Background
Over half of all patients admitted to hospital are aged 65 or older, and many of them have several long-term health conditions. However, hospital services have not developed sufficiently to meet the needs of these patients who may be frail or have dementia or delirium (new or worsened confusion caused by illness).
What we did
- The Oxford Cognitive Comorbidity, Frailty and Ageing Research Database (ORCHARD) is used for audit and research to improve care for older and frail patients in hospital.
- To ensure that the studies using ORCHARD are relevant to the needs of older, frail patients and their carers, we set up the ORCHARD PPI group. This includes patients who have complex multimorbidity and who were previously inpatients, as well as carers for people with dementia, previous delirium or frailty, and a retired GP.

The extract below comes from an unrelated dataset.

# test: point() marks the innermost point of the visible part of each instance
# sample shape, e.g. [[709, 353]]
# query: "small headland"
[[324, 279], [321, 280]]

- Research areas of particular concern to patients and their families are discussed and suggestions for future studies are welcomed.
- An example was around obtaining information on longer term thinking/memory outcomes for patients who had delirium in hospital.
- ORCHARD is now being linked to in-hospital measures of illness severity obtained using patient observations including blood pressure, breathing rate, temperature, etc, as well as to data from disease cohorts including stroke, Parkinson’s disease and palliative care. We have also obtained ethics and patient data guardian approvals to link with Oxford Health NHS Foundation Trust data on dementia and mild cognitive impairment.
What difference did it make?
- ORCHARD has facilitated a number of other Oxford BRC projects that have worked with the PPI group.
- Involving patient and carer perspectives has been particularly important because this is an under-researched group of healthcare users.
- The ORCHARD PPI group helps to ensure that the research is relevant to patients and carers and addresses the research questions of most interest to service users.